This work focuses on extending manifold learning techniques for low-dimensional modeling and kernel based data-driven fusion of seismic data. Identifying the characteristic of seismic events is a challenging and important task. This includes the discrimination between earthquakes and explosions which is not only an essential component of nuclear test monitoring but it is also important for the maintaining the quality of earthquake catalogs. For example, wrong classification of explosions as earthquakes may cause the erroneous estimation of seismicity hazard. The discrimination task is typically performed based on some extracted seismic parameters. Among such parameters is the focal depth, the ratio between surface wave magnitude and body wave magnitude and the spectral ratio between different seismic phases [12], [13]. Discrimination methods based on seismic parameters give only a partial solution to the problem. For instance, a larger half of seismic events reported by the Comprehensive Nuclear-Test-Ban Treaty Organization (CTBTO) are not “screened out” as natural events or even are not considered for the discrimination at all although most of those events are typically earthquakes [14].

Recently, this problem and other geophysical challenges have been approached using machine learning frameworks. Hidden Markov model were proposed in [15], [16], [17] and modeled the data in an unsupervised manner. Artificial neural networks [18], [19], [20] or support vector machines [21, 22] were also used to construct a classifier in a supervised manner. The study in [23] utilizes Self Organization Maps to distinguish micro-earthquakes from quarry blasts in the vicinity of Istanbul, Turkey. Manifold learning is used in [24] for seismic phase classification. In [25] a graph is used to detect sea mines in side-scan sonar images. The DM method is used in [26] for visualization of meteorological data. A non-linear dimensionality reduction is proposed in [27] to discriminate between earthquakes and explosions.

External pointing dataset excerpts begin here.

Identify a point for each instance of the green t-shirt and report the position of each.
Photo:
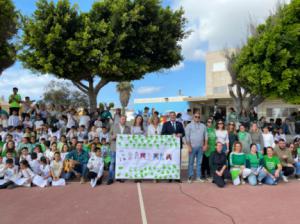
(16, 99)
(271, 163)
(254, 159)
(237, 159)
(211, 134)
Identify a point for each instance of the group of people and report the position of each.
(48, 145)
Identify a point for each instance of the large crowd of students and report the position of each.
(48, 145)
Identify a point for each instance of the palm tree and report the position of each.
(124, 89)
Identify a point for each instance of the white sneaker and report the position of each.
(284, 178)
(199, 180)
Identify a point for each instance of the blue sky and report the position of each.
(215, 24)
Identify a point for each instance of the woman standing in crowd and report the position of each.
(155, 127)
(272, 168)
(268, 138)
(255, 162)
(222, 136)
(244, 138)
(237, 161)
(219, 167)
(211, 135)
(232, 135)
(138, 128)
(256, 137)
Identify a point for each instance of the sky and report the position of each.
(215, 24)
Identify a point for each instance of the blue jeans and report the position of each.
(80, 168)
(111, 170)
(197, 153)
(270, 181)
(253, 178)
(297, 165)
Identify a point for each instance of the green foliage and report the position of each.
(8, 28)
(60, 93)
(269, 64)
(117, 40)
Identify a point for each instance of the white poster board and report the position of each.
(147, 157)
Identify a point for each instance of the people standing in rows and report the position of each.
(173, 127)
(257, 137)
(211, 145)
(255, 162)
(120, 128)
(14, 101)
(244, 138)
(138, 126)
(219, 166)
(222, 136)
(197, 141)
(155, 127)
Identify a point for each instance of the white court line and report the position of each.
(143, 212)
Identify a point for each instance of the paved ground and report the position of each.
(162, 203)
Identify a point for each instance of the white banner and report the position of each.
(147, 157)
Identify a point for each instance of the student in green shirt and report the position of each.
(255, 162)
(238, 168)
(272, 167)
(14, 101)
(211, 147)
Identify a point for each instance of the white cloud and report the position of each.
(28, 83)
(177, 67)
(220, 23)
(148, 89)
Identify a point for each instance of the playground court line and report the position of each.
(142, 207)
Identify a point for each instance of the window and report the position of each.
(220, 89)
(219, 66)
(280, 112)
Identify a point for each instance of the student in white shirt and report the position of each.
(155, 127)
(56, 170)
(11, 174)
(95, 166)
(84, 119)
(25, 155)
(44, 178)
(26, 175)
(49, 153)
(14, 119)
(35, 164)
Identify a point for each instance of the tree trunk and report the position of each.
(91, 90)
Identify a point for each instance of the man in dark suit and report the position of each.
(173, 127)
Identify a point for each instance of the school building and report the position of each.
(217, 95)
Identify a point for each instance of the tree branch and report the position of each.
(81, 86)
(100, 84)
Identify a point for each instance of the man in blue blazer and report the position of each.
(173, 127)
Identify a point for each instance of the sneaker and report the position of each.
(209, 179)
(199, 180)
(109, 182)
(259, 182)
(93, 182)
(82, 181)
(284, 178)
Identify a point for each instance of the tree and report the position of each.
(117, 40)
(124, 89)
(60, 93)
(8, 28)
(269, 64)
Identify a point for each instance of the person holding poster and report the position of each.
(173, 127)
(196, 139)
(120, 128)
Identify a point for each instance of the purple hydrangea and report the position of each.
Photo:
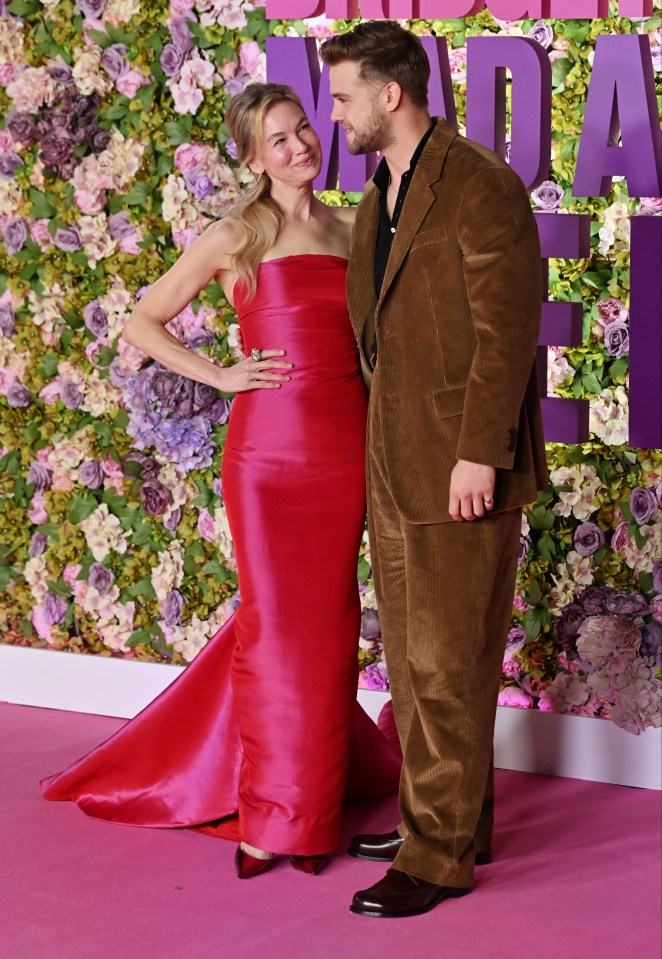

In this study, the manifold learning approach that was presented in [27] is extended by using a kernel-based fusion method for identification of seismic events. The method is model-free, and it is based on signal processing for feature extraction followed by manifold learning techniques for embedding the data. Furthermore, the method reviles the underlying intrinsic physical properties of the data, which results in a natural organization of the events by type. Since seismic data is recorded at multiple channels, we suggest fusing the information to extract a more reliable representation for the seismic recordings. The fusion framework is based on a recent work by [28, 29]. The study extends Diffusion Maps (DM) [10], which has been successfully applied for phase classification [24], for estimation of arrival times [30] and for events discrimination [31]. Other constructions for fusing kernels were proposed in [32, 33, 34].

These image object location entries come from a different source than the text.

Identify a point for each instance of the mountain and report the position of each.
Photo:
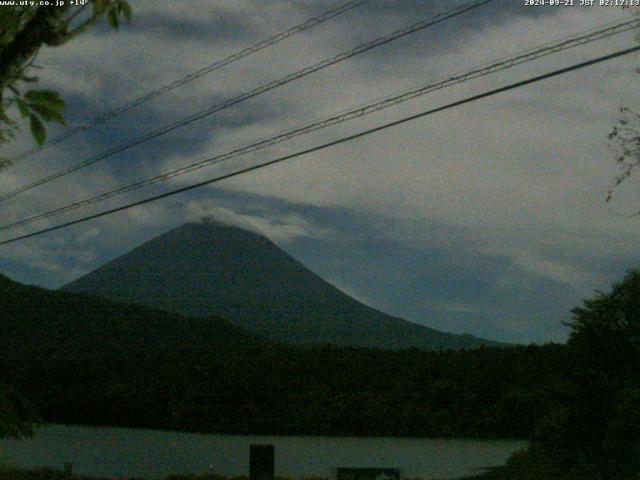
(78, 359)
(32, 316)
(209, 269)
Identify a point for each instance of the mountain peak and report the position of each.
(209, 268)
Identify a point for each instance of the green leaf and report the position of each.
(48, 113)
(37, 129)
(112, 16)
(22, 106)
(45, 97)
(125, 8)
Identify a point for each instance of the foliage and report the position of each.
(593, 432)
(84, 360)
(14, 414)
(625, 142)
(25, 29)
(624, 139)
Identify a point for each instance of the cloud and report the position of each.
(487, 219)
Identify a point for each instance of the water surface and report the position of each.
(120, 452)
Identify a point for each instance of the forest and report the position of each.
(82, 360)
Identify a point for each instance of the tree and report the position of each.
(15, 414)
(606, 342)
(624, 139)
(596, 429)
(24, 29)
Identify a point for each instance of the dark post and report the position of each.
(262, 462)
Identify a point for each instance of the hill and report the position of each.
(78, 359)
(210, 269)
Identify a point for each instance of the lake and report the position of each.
(120, 452)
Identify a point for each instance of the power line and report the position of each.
(364, 133)
(277, 38)
(476, 72)
(253, 93)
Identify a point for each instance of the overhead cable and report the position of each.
(476, 72)
(349, 138)
(250, 94)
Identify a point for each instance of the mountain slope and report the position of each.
(204, 269)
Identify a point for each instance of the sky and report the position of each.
(488, 219)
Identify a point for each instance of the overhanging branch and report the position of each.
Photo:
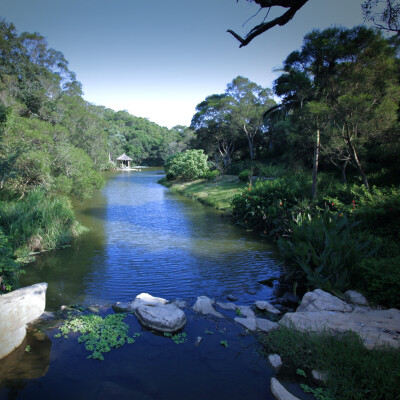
(293, 5)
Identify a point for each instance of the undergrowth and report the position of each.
(354, 373)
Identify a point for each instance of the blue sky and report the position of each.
(158, 59)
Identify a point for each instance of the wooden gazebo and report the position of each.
(124, 161)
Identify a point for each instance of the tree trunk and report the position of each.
(315, 164)
(357, 161)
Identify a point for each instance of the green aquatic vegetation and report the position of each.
(98, 334)
(178, 338)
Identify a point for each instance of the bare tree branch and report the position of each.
(292, 5)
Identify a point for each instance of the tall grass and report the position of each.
(354, 373)
(39, 222)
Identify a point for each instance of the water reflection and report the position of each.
(144, 238)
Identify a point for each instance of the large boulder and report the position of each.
(204, 305)
(17, 309)
(161, 317)
(318, 300)
(376, 328)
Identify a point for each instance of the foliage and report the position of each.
(39, 222)
(191, 165)
(268, 205)
(354, 373)
(381, 280)
(324, 251)
(9, 268)
(98, 334)
(245, 175)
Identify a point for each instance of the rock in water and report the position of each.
(204, 305)
(318, 300)
(163, 318)
(17, 309)
(265, 306)
(279, 392)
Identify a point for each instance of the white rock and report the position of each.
(265, 325)
(164, 318)
(17, 309)
(227, 306)
(319, 376)
(279, 392)
(275, 362)
(376, 328)
(147, 300)
(356, 298)
(265, 306)
(204, 305)
(318, 300)
(249, 323)
(246, 311)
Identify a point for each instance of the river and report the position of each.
(144, 238)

The proposed framework begins with a preprocessing stage in which a time-frequency representation is extracted from each seismic event. The training phase includes the construction of a normalized graph that holds the local connections between the seismic events. A low dimensional map is then obtained by the eigen-decomposition of the graph. The constructed embedding is distance preserving. Thus the geometry of the dataset is kept in the new embedding coordinates. By utilizing the low dimensional embedding, we demonstrate capabilities of classification, location estimation and anomaly detection of seismic events.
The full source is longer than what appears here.